Foguete palestino atinge ônibus em contra-ataque após operação secreta de Israel

Forças militares de Israel afirmam que um ônibus no sul do país foi atingido por um morteiro disparado por palestinos, ferindo gravemente um adolescente nesta segunda-feira, 12. Israel respondeu enviando aviões para atacar "alvos do terror" e afirma ter conduzido mais de 20 bombardeios. O Crescente Vermelho informou que ao menos três palestinos foram mortos. O ataque acontece um dia após a operação secreta em Gaza, que matou um comandante do Hamas, seis palestinos e um militar israelense.

O sistema de defesa aéreo de Israel interceptou a maior parte dos 100 foguetes disparados por Gaza, mas alguns chegaram aos seus alvos. Segundo a imprensa local, um rapaz de 19 anos e outras 5 pessoas ficaram feridas. Os foguetes caíram em pontos da região de Sha'ar Hanegev, onde fica a cidade de Sderot, também atingida.

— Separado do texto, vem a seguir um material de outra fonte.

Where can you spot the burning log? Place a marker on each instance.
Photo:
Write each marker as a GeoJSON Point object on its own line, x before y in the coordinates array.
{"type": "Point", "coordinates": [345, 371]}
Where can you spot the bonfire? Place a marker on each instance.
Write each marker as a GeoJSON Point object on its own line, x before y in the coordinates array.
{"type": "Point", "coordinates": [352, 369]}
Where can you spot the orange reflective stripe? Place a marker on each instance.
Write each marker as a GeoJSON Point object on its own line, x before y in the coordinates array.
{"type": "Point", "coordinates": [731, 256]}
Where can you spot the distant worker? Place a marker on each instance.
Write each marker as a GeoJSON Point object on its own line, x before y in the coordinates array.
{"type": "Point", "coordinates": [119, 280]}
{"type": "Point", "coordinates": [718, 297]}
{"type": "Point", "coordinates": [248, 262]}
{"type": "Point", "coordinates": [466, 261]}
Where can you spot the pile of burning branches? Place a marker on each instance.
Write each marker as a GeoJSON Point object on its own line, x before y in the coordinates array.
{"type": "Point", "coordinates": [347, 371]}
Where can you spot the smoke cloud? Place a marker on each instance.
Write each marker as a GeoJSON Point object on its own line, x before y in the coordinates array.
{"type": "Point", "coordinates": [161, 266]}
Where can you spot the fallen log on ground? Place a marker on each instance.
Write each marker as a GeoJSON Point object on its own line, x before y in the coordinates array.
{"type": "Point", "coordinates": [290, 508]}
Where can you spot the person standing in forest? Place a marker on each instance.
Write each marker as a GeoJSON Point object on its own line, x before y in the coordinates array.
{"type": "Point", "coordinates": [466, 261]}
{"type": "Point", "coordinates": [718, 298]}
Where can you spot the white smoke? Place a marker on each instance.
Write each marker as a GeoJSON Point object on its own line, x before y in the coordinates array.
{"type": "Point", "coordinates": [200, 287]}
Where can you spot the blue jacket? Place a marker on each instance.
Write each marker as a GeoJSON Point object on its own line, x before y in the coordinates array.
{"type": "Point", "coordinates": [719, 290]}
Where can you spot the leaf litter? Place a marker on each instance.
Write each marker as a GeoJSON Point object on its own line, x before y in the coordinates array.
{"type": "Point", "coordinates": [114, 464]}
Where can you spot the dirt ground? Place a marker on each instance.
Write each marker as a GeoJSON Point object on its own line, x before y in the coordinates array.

O Hamas, grupo palestino que controla a Faixa de Gaza, e a Jihad Islâmica da Palestina, um grupo menor ao qual pertenciam os mortos de hoje, assumiram a autoria do ataque. "Em resposta ao crime de ontem, o comando das facções palestinas anuncia o início do bombardeamento das instalações do inimigo com dezenas de morteiros", disse o Hamas em declaração.

O primeiro-ministro de Israel, Binyamin Netanyahu, convocou uma reunião de emergência com a cúpula de segurança israelense para abordar a escalada de violência em Gaza.

No domingo, os palestinos lançaram 17 mísseis no sul de Israel em resposta à incursão israelense e aos ataques aéreos que deram cobertura à operação por terra das tropas israelenses. A operação, porém, terminou com ao menos um militar israelense morto e outro ferido.

O Hamas disse que as ações israelitas estragaram os esforços de Egito, Qatar e Nações Unidas em manter um cessar-fogo e aliviar um bloqueio israelense que aprofundou dificuldades econômicas em Gaza.

Israel e Hamas lutaram três guerras, sendo a última em 2014. O grupo palestino capturou a Faixa de Gaza de forças leais ao presidente da Autoridade Palestina (AP), Mahmoud Abbas, em 2007. (Com agências)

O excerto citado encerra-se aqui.